The trio in Wrath of the Ninja goes up against Nobunaga’s demon officers, including a spider monster that blows up heads Scanners-style, and the very creepy, very terrifying Kagami, who brings the dead to life by crying. Every character has a signature weapon and fighting style, making them easily distinctive from one another and giving the feel that the heroes are clearing levels in a video game. It’s basic, it’s formulaic, but it’s also good old-fashioned fun, and for the most part, it works.

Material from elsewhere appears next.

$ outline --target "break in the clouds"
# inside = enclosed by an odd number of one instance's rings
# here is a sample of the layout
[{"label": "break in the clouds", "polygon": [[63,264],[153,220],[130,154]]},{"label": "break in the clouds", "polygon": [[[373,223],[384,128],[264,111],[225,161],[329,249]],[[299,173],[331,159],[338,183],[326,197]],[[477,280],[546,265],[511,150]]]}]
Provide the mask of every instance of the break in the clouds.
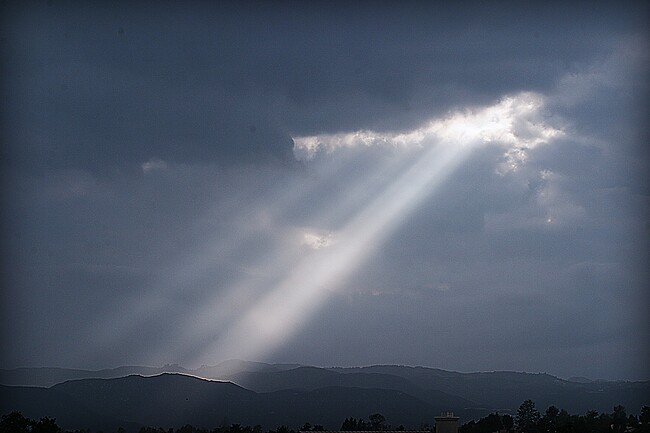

None of the characters are particularly deep, but they don’t have to be; you get a few snippets of personality, from “calm,” “rushes in,” to “emotional.” And that’s all you really need because, again, you’re here for the combat, which doesn’t hold up compared to modern battle Shonen like Bleach or Naruto, but it gets right to the good parts.

No Deep Thought Required

I watched Wrath of the Ninja recently after finding the highly stylized Golgo 13: The Professional, another 80s anime movie. The latter has a more distinct animation style, but the former is ideal for getting together with fellow anime nerds and shouting at the screen. There’s blood, betrayals, and less-than-shocking deaths, so it’s an 80s B-movie that happens to be animated.

A Part Of Anime History


At the end of the day, I can only recommend Wrath of the Ninja if you’re like me and want to fill in historical gaps in your anime knowledge or, ideally, if you have a group of people who want to shut off your brains and watch something that’s simple, but crowd-pleasing. If you want a ninja anime, Ninja Scroll came out a few years later and is far superior, while the recent modern anime, Ninja Kamui, is exceptional.

All that said, just as schlocky 80s action films have their place, so too does Wrath of the Ninja, which is available to watch through Video On Demand on Amazon Prime.